SHY LANDS
There is a subtle and proficient music in Diane Jarvenpa's poems. They derive their power from how deeply she sees and listens to herself and to the earth. In Shy Lands she welcomes us into a world quite similar to her description of her mother's garden, its "precision of beauty, intricate storytelling, a knowledge of what blends, what harmonizes, what stands alone." And we become aware that despite the sorrow and anguish we might feel about the hell that humans have made of much of our natural world, we can still immerse ourselves in what has not been lost. Her poems remind us that we can find solace and belonging in that "light" and "articulate wonder" which can "fit so completely into the grooves of all our shadows." We can both celebrate and grieve earth's wonders, those which are extinct and those which are gloriously still with us - if we immerse ourselves in the natural world and "let it enter and grow in our bodies."

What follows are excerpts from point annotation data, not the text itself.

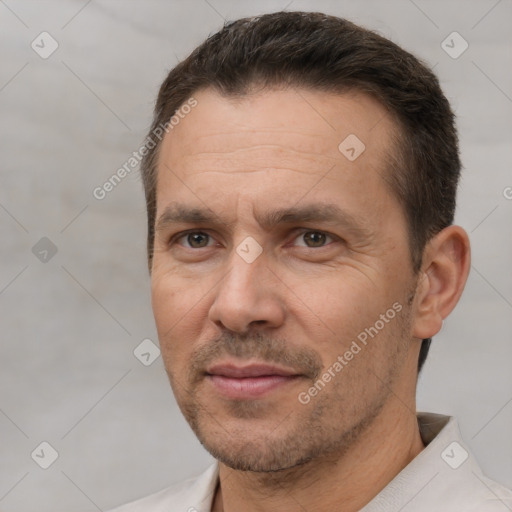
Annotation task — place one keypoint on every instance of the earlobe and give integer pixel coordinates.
(443, 277)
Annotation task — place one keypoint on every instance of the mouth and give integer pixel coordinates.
(249, 381)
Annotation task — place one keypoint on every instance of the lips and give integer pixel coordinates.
(248, 381)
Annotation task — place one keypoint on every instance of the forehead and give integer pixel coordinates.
(311, 124)
(276, 146)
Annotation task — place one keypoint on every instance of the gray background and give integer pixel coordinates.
(69, 325)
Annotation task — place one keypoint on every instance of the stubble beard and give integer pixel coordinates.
(294, 439)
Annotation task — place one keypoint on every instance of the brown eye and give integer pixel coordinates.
(196, 239)
(314, 239)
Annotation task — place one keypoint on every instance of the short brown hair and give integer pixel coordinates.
(321, 52)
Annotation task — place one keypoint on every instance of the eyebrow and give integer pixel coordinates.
(178, 213)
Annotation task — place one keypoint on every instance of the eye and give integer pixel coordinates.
(313, 239)
(195, 239)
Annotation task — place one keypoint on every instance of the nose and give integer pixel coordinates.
(247, 295)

- Freya Manfred, author of Loon in Late November Water
While Diane Jarvenpa is a self-described shy person from a shy family in a shy land, she is a fierce poet. Jarvenpa's new book, Shy Lands, describes an imaginatively-animated world, a quiet family in the background, all the elements of nature which the poet has observed, consumed, and returned to the reader in another form through some exercise of magical alchemy. As I was reading her manuscript, I made notes in the margin - "Beautiful!" - "Beautiful! - until I figured I should come up with a word other than - "Beautiful." So here's the word - "Transformational". I have been transformed by these poems which is what great poetry does. Praise and Transform. Jarvenpa praises everything within her considerable range - "stamps, maps, lily pads, " "a comet or a wild fire." The old dog - "She is your teacher now./Scholar with tail,/Athena with canines." Shy Lands, the country Diane Jarvenpa inhabits, the country we all inhabit, is ravaged and threatened, but still, with her power to convert the observed into a "cold wild song," she finds for all of us some kind of inspired redemption.
- Tim Nolan, author of Lines
Diane Jarvenpa's latest collection, Shy Lands, teaches us how to engage the natural world with the careful listening of an introvert, "pushed by the wind...hearing the drops of dew." Her attention draws us to the tiny things that make up a whole landscape, and that, she tells us, "is where the village of [her] mind has brought [her]." She uses words the way an impressionist painter deploys color, "know[ing] how all this works, the close and the distant, / the heap and faded, / the swoop and the click." This new beauty is only possible in a shy and quiet land, the one she creates for us here.